Cyber law has been enacted to provide legal recognition and security of Information & Communication Technology and to ensure National Digital Security. A report published in online news “Dhaka Tribine” on date 20th April, 2019 says, that only conviction rate of Cybercrime is 3% and analyzing data of the country’s lone Cyber Tribunal (Bangladesh) in Dhaka, it was found that charges against the accused were proven in only 15 out of 495 cases, where the accused in 480 cases were relieved of charges since the tribunal’s inception in February 2013. Referring to the opinion of experts the report says that most of the accused are released mostly due to out of court settlements, lack of skilled lawyers and the inexperience of law enforcement in handling cybercrime cases, faulty police probe reports due to lack of skills in handling digital crimes. Forensic reports, electronic devices, and URLs and samples of published incidents, are most important to prove charges against cybercriminals but all of them remain absent due to prosecution weakness.

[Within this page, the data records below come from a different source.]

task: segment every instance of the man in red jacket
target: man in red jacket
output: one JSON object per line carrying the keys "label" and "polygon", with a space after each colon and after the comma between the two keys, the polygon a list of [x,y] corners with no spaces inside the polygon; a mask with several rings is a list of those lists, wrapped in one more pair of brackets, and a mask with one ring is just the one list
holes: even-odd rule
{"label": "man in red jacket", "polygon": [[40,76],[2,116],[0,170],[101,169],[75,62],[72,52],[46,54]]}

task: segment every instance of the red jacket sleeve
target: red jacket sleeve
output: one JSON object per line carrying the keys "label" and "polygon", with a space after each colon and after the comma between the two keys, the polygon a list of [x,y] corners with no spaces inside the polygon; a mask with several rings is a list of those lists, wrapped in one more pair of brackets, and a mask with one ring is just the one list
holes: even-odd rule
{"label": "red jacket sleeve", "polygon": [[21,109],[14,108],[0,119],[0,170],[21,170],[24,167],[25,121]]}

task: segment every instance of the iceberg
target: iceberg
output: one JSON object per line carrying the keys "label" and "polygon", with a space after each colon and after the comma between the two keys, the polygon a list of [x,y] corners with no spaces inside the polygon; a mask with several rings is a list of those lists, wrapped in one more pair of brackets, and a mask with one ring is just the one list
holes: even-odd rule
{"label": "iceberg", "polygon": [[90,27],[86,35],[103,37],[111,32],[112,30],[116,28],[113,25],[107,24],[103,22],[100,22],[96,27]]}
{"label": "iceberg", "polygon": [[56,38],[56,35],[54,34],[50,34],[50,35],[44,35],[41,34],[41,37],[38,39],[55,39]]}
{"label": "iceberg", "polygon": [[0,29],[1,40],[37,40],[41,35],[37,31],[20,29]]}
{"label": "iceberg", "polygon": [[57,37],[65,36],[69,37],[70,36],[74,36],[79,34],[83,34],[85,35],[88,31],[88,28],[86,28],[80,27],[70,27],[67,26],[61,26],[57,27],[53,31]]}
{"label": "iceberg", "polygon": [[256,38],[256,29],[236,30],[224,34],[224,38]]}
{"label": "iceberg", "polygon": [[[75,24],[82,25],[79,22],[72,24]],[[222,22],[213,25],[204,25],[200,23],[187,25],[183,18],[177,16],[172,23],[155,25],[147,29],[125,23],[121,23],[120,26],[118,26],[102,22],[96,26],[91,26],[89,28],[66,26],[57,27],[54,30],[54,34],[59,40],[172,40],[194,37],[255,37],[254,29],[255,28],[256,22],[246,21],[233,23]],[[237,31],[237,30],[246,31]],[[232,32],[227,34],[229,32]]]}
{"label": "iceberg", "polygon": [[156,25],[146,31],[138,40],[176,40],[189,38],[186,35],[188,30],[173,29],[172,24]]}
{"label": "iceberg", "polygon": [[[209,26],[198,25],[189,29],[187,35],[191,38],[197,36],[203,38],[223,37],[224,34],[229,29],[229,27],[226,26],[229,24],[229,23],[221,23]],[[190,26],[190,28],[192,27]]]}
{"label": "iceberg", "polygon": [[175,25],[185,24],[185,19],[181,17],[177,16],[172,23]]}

With the increasing number of social media and boundary less internet jurisdiction, the implementation of Cyber law has become more challenging. The attacks of spamming, phishing, spoofing, Pharming, denial-of-service attacks, distributed, denial of service attacks, viruses, Trojan horse, worms, malware, spyware, and Bonnets have become alarming as the cyber law doesn’t provide for any protection thereto. Since the internet is all over the world the rules and regulations are a bit cloudy. Due to the scarcity of trained specialist assisting the court, it has become very much impossible for the judge to trace the crime as well as the criminal and to punish him. Insiders say there is a need for advanced technology to investigate cybercrime as the current technical support is inadequate in dealing with these new types of crimes. But it is very much appreciable and hope for the best that in line up with international conventions and information and technologically developed state, progressive framework of legal auspices has been made but also given a shape of advancement towards accessible cyberspace.
To sum up, key recommendations are expected to be made for effective implementation of Cyber law. Offence relating to certain violations of privacy should be reviewed and clarified, Particularly a public interest disclosure exemption should be added and its scope should be more clearly limited to public officials. The protection of personal data undergoing automated processing should properly be addressed as part of comprehensive ‘data protection legislation. Professional and developers of ICT-software, middleware and hardware and others responsible for ICT innovations should be made connected with home users and small and medium-sized enterprises in providing the knowledge and professional skill to design ICT systems in face of the growing number of cyber incidents. Tribunal should be made available at district level.